Les Zémidjans « accro » de la drogue
Le Bénin n’est pas qu’une plaque tournante. Il devient, de plus en plus, un lieu de forte consommation. La consommation de tramadol et de cannabis, entre autres substances psychoactives, a des conséquences sanitaires graves, même si leur vente illégale et leur consommation abusive ont été freinées par la traque menée ces dernières années. Plusieurs groupes sociaux sont concernés, surtout les adolescentes et adolescents mais aussi celles et ceux qui exercent des métiers pénibles ainsi que les conducteurs de taxis-motos. Parmi les facteurs qui fondent la consommation de substances psychoactives chez les conducteurs de taxis-motos, on citera : la pénibilité du travail ou la « nécessité de tenir la route à tout prix » ; les antécédents personnels ; la recherche de performance et/ou d’endurance au guidon et donc la lutte contre les fatigues ; la peur (liée à la crainte de ne pas atteindre ses propres objectifs et d’honorer les engagements envers les propriétaires de motos) et du stress constants (du fait du rythme du travail, des répressions policières réelles ou pressenties…) ; le soulagement des douleurs physiques et morales ; la recherche du plaisir et l’appartenance à des réseaux relationnels pratiquants ou addictifs ; la jeunesse des conducteurs de taxis-motos ; la méconnaissance des revers et retombées liés à la trop forte consommation des médicaments et surtout des SPA ; la recherche active, voire effrénée de gains au prix de tous les sacrifices pour répondre aux obligations, subvenir aux besoins, payer les tontines, « assurer » dans les groupes de pairs et faire face à d’autres contraintes existentielles ; l’échec de la répression.

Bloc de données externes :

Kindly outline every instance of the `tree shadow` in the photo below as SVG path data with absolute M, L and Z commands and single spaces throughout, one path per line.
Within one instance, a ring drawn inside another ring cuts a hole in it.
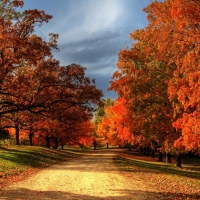
M 149 169 L 156 172 L 164 172 L 166 174 L 171 174 L 171 175 L 179 175 L 183 177 L 188 177 L 188 178 L 193 178 L 193 179 L 200 179 L 200 172 L 199 171 L 188 171 L 184 169 L 179 169 L 176 168 L 172 165 L 167 165 L 165 163 L 151 163 L 148 161 L 142 161 L 142 160 L 134 160 L 134 159 L 128 159 L 124 157 L 117 156 L 115 158 L 115 163 L 120 164 L 120 162 L 123 162 L 124 165 L 127 166 L 137 166 L 141 167 L 143 169 Z
M 64 191 L 36 191 L 26 188 L 0 191 L 0 199 L 4 200 L 170 200 L 170 199 L 199 199 L 199 194 L 181 194 L 167 192 L 149 192 L 142 190 L 110 190 L 109 194 L 102 191 L 97 194 L 81 194 Z

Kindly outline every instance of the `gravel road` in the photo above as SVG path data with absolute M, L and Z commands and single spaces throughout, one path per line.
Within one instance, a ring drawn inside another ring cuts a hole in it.
M 0 199 L 159 199 L 148 185 L 120 172 L 114 150 L 97 150 L 54 165 L 4 188 Z

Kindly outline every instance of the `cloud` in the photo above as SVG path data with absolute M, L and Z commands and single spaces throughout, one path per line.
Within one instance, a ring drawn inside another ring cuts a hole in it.
M 117 57 L 121 43 L 119 30 L 107 30 L 94 33 L 83 40 L 59 45 L 60 52 L 56 55 L 61 63 L 94 64 Z M 87 66 L 86 66 L 87 67 Z

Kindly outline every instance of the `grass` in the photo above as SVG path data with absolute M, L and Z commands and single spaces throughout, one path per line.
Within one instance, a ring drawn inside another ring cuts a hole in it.
M 49 165 L 77 157 L 72 151 L 43 147 L 0 147 L 0 187 L 9 179 L 26 175 Z

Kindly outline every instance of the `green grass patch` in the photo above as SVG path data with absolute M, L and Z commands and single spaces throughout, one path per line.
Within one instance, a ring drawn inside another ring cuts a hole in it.
M 65 150 L 30 146 L 0 147 L 0 182 L 8 176 L 18 175 L 29 169 L 47 167 L 72 157 L 77 155 Z
M 137 166 L 140 168 L 145 168 L 149 170 L 154 170 L 158 172 L 163 172 L 166 174 L 177 175 L 177 176 L 185 176 L 189 178 L 194 178 L 200 180 L 200 170 L 199 168 L 191 167 L 190 164 L 184 164 L 182 168 L 177 168 L 174 164 L 167 164 L 164 162 L 155 162 L 155 161 L 145 161 L 140 159 L 135 159 L 134 156 L 130 158 L 125 158 L 123 155 L 119 155 L 116 160 L 120 163 L 124 168 L 130 169 L 130 166 Z M 196 160 L 195 160 L 196 161 Z M 195 163 L 196 166 L 196 163 Z

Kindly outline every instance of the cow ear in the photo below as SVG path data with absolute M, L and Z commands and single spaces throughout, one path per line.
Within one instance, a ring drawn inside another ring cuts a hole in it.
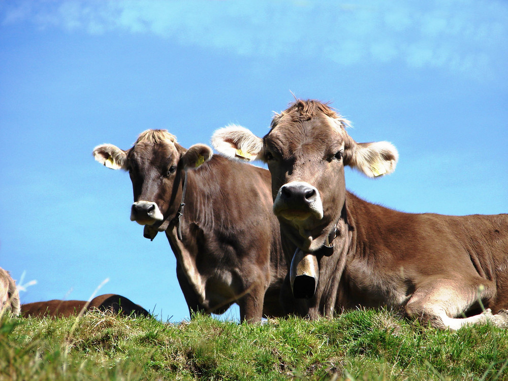
M 182 155 L 180 160 L 184 171 L 196 169 L 210 160 L 213 154 L 212 149 L 205 144 L 195 144 Z
M 93 149 L 95 160 L 111 169 L 127 170 L 127 152 L 113 144 L 103 144 Z
M 246 162 L 266 161 L 263 139 L 240 125 L 229 125 L 216 131 L 212 136 L 212 145 L 230 158 Z
M 395 171 L 398 160 L 399 153 L 391 143 L 353 141 L 346 150 L 344 164 L 369 177 L 379 177 Z

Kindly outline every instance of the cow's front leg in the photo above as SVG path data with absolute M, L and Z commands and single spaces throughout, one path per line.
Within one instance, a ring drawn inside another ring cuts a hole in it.
M 465 326 L 490 323 L 500 328 L 508 327 L 508 311 L 493 314 L 490 309 L 468 318 L 458 318 L 472 306 L 491 300 L 495 295 L 493 282 L 478 278 L 466 280 L 436 278 L 419 285 L 405 307 L 406 314 L 418 318 L 433 327 L 451 330 Z
M 263 316 L 263 303 L 265 287 L 255 283 L 246 288 L 244 295 L 238 299 L 240 307 L 240 322 L 258 323 Z
M 192 286 L 189 283 L 183 270 L 180 263 L 178 261 L 176 262 L 176 277 L 178 280 L 182 292 L 183 293 L 183 297 L 185 298 L 185 302 L 187 302 L 187 306 L 189 309 L 189 317 L 192 319 L 194 314 L 197 313 L 209 315 L 210 312 L 207 311 L 203 305 L 199 302 L 198 295 Z

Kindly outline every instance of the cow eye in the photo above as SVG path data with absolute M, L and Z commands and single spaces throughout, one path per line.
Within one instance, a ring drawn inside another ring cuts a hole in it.
M 172 173 L 173 173 L 176 170 L 176 167 L 175 166 L 171 166 L 168 169 L 168 175 L 169 176 Z

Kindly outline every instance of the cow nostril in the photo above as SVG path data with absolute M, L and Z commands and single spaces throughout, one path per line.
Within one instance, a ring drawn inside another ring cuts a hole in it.
M 289 198 L 291 197 L 291 190 L 287 186 L 283 186 L 281 188 L 280 193 L 285 197 Z
M 307 199 L 307 200 L 309 200 L 309 199 L 313 197 L 314 195 L 315 195 L 315 194 L 316 194 L 316 191 L 313 189 L 309 188 L 309 189 L 305 189 L 305 198 Z

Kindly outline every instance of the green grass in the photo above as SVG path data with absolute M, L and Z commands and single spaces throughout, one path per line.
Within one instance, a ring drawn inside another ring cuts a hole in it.
M 89 312 L 4 316 L 0 379 L 508 380 L 508 331 L 422 327 L 385 310 L 332 320 L 165 324 Z

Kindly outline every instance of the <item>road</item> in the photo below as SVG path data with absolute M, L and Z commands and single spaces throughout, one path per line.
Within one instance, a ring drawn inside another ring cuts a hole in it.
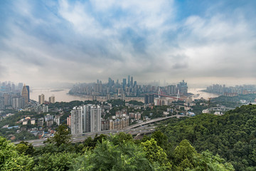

Il n’existe pas de données fiables sur la consommation de tramadol et des substances psychoactives par les conducteurs de motos-taxis au Bénin. Cependant, on constate une recrudescence de l’usage non médical de ces produits par ces acteurs. Cet usage est souvent observé chez les conducteurs de taxis qui travaillent de jour comme de nuit et qui se surnomment « Zò mă ci » (littéralement « sans éteindre le feu, sans arrêt »). Ceux qui sont sous contrat se voient confier des motos ou squattent des motos et sont soumis à des contraintes en termes de gains. Ils roulent, « sans couper le moteur », du matin au soir et même la nuit.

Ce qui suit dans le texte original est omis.